Buck recommends that nonprofits audit their online presence to make sure any funding pages that are out there have correct information and are brand compliant. If they’re not, try to correct them or get them taken down.
While GoFundMe took its pages down in October and instead required nonprofits to opt in before the pages would be published, some nonprofits still have concerns, says Jim Anderson, a partner at GoalBusters Consulting.
“I don’t think that they have made sufficient effort to correct their harm,” he says. What he’d like to see from GoFundMe and any company that has created these fundraising pages for charities is a full accounting to every nonprofit of how much money was raised on their page — even if it was nothing — and to give the nonprofits all the donor information that was collected.
Art Taylor, CEO of the Association of Fundraising Professionals, released a video statement noting that since the controversy emerged over the GoFundMe pages, AFP has been talking to platforms and “collaborating on a solution that will put nonprofits first.”
The solution includes a framework that “emphasizes transparency and accountability, providing guidance on issues like search engine rankings, hidden fees, opt-in standards, privacy, security, and data ownership,” Taylor said in the video statement. Taylor declined the Chronicle’s request for an interview to discuss more details of this solution.
Buck notes that the nonprofit pages aren’t unilaterally bad: Some nonprofits love getting a check from a platform they didn’t know about.
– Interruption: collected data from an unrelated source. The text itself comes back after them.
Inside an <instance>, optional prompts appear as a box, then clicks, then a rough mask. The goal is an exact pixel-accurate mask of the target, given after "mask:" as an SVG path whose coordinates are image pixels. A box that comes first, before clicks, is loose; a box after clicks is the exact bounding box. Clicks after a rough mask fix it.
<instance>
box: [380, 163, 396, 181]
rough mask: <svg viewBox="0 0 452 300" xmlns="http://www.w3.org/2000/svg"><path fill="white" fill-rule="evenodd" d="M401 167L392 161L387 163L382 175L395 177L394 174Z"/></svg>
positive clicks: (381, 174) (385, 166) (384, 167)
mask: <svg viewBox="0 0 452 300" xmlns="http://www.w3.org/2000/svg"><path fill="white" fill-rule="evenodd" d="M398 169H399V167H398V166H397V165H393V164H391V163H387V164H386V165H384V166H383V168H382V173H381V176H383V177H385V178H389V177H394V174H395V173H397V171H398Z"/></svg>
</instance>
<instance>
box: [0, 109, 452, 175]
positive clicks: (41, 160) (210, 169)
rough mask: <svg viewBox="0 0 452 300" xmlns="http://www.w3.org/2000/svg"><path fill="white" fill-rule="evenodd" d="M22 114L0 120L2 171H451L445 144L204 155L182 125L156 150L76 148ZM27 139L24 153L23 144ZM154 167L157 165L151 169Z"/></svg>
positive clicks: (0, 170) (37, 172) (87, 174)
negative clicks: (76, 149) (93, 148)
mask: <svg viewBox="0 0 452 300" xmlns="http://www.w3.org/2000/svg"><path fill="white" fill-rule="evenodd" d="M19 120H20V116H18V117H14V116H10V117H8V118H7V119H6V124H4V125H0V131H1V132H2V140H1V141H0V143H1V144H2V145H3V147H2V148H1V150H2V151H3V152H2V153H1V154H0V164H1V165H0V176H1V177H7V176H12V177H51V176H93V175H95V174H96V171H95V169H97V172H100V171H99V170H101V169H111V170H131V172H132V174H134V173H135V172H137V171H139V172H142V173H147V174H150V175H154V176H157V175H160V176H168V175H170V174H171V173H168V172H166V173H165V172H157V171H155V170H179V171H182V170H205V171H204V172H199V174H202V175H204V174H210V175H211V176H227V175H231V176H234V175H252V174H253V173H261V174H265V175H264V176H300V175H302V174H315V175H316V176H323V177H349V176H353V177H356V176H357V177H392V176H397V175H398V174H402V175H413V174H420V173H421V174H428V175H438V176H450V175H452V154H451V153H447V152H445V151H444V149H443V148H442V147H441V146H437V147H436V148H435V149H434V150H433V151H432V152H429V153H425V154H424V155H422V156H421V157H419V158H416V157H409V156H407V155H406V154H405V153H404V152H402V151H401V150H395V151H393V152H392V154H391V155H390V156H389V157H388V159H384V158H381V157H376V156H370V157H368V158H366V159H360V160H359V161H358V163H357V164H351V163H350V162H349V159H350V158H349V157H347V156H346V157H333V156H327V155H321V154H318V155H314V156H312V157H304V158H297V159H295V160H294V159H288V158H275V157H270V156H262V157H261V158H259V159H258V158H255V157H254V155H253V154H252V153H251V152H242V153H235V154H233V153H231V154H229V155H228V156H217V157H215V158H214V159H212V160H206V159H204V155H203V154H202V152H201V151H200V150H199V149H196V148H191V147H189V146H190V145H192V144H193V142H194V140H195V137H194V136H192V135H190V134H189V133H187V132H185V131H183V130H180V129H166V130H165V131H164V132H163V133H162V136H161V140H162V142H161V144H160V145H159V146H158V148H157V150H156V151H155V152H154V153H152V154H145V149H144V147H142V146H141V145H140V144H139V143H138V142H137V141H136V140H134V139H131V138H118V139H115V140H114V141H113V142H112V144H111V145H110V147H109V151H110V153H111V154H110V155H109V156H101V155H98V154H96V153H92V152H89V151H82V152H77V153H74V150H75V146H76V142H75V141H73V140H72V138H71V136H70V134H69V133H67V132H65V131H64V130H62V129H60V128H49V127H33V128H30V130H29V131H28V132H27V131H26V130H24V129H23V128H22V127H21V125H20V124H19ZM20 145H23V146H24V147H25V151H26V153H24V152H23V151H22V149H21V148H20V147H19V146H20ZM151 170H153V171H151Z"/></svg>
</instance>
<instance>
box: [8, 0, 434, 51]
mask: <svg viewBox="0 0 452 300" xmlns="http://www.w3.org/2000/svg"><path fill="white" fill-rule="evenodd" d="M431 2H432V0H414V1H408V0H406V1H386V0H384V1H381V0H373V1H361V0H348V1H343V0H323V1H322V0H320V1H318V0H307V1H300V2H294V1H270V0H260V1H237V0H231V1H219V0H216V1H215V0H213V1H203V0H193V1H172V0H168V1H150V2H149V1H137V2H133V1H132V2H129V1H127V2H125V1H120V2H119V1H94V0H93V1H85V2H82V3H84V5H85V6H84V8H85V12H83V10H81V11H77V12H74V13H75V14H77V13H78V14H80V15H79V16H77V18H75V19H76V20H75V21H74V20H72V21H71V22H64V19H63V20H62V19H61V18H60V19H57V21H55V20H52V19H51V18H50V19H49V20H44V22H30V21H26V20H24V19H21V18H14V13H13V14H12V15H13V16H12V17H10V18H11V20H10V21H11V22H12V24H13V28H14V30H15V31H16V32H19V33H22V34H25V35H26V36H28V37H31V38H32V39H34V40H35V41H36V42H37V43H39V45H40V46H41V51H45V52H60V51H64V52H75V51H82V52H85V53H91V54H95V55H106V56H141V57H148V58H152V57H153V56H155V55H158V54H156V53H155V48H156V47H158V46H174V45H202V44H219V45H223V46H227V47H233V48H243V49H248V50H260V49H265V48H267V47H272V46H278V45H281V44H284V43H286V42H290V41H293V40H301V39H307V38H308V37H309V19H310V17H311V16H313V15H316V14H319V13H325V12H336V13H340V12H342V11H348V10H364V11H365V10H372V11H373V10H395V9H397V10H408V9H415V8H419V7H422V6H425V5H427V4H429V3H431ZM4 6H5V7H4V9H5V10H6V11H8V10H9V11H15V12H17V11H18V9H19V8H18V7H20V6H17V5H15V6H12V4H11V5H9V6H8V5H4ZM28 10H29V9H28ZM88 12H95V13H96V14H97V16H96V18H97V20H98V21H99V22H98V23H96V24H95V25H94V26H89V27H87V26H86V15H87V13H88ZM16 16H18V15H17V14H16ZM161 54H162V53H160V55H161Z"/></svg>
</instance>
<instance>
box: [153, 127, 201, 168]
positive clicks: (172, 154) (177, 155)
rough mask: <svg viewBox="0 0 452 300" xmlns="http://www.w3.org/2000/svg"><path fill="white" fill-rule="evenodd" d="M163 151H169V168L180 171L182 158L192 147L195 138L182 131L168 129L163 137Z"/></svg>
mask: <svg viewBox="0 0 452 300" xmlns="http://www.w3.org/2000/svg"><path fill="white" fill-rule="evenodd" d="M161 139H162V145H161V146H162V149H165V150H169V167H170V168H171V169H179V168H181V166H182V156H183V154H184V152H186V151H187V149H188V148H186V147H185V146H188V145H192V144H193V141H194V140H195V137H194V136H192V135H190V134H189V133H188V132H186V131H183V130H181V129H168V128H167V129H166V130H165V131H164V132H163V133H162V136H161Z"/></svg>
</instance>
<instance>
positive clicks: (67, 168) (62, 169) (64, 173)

But many want more control, and he thinks vendors and nonprofits need to communicate more to fix this issue.
“If these platforms really want to help the nonprofit sector,” he says, “what they’ll do is they’ll actually listen to the sector.”
Clarification: This piece has been updated to clarify that the lawsuit is not against Bonterra, which purchased Network for Good B Corp. The suit is against the nonprofit Network for Good, which does business as ForGood.